Parents, once again I beg you – take your children as far away from this place as possible.
That stuff about Japan being the safest country in the world? It doesn’t seem to apply to whatever town Kyoukai no Rinne is set in. And the funny thing is, we never get to hear the cause of death for the seemingly endless string of children and teens who met their premature ends in this town, we only get to see them in their afterlife form. – it’s always “an accident”. Has it occurred to anyone that these might not be accidents? Maybe there’s a government conspiracy at work here – or else someone in town who really doesn’t like kids.
This week’s episode marks an appearance by anime royalty – Youta is played by Takeuchi Junko, who was anime’s (and the stage’s) original Gon Freecs as well as Naruto (she’s also done digital paint work on several series). Youta is another sad victim of whatever curse haunts this town, this time at Mamiya Sakura and Tsubasa-kun’s old elementary school. That school featured a giant Japanese Cedar known as “the haunted tree” – though Mamiya Sakura seems to have nothing but warm memories of it.
We get a little break from uber-baka Ageha this week, but the romantic hijinks aren’t totally on hiatus. That’s because Tsubasa has decided to invite Mamiya Sakura back to their old school to dig up the “power stone” he buried there as a kid. He sees this as a shared memory Rinne is excluded from, and though he won’t quite admit it’s a date he does crow “Time to get closer to Mamiya-san at our special place!” out loud – which struck me as quite hilarious just before the two guys in the background muttered “You said that out loud, you know.”
It turns out the haunted cedar is a whole lot colder than Mamiya Sakura remembered it, and that seems due to the presence on an evil spirit in the form of a little boy. Mamiya Sakura recognizes him as Youta-kun – an old classmate who was a whiz with his yo-yo (though not as big as she was), and a naughty scamp who nevertheless had a good heart. You know certain things are going to happen here – Tsubasa will overreact, Rinne will show up in the nick of time, Mamiya Sakura will stare. As is so often the case it’s Rinne who saves the day – he figures out that Youta is actually being possessed by another evil spirit and manages to split them apart with “Separation Incense” – a bargain at ¥20 a can. But when Tsubasa needs some to try and separate his power stone from the real evil spirit, Rokumon charges him ¥200.
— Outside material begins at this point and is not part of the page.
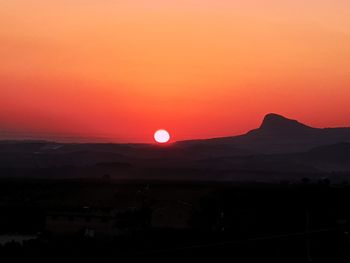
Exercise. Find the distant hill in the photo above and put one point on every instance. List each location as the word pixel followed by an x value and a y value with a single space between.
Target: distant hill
pixel 279 148
pixel 278 134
We haven’t seen the last of that power stone, it seems – though we have of Youta-kun. Turns out he was stuck in this plane because he was worried that he was never able to give Mamiya Sakura back the yo-yo he swiped and his under the tree, and he’d spent the last five years or so confused because Tsubasa made a marking on the other side of the trunk to mark where he’d hidden his power stone. The last few moments of the ep are actually rather sad, though Rokumon provides a couple of comic highlights with his digging skills, and his reaction to getting that ¥200 from Tsubasa…
landofthekwt
July 23, 2015 at 1:08 pmI was impressed with Sakura 's compassion.She was really the person who solved this case. Even Rinne reluctantly thanked ehr at the end
Nadavu
July 24, 2015 at 6:33 pmThere was a discussion on running gags in Bakuman once (when they were doing that terrible gag manga). The conclusion was something like "it only gets funny if you do it often enough for long enough". I never felt this to be truer than in the case of Kyoukai no Rinne.
This show is basically one big running gag dividable to several smaller running gags. The one that got me this week was the narrator warning the viewers from different hazardous activities, and finishing every warning with "Zettai!"
Also, having Mamiya Sakura and Tsubasa kun narrating events step by step ("it ate it. it's choking. it puked") was unexpectedly hilarious.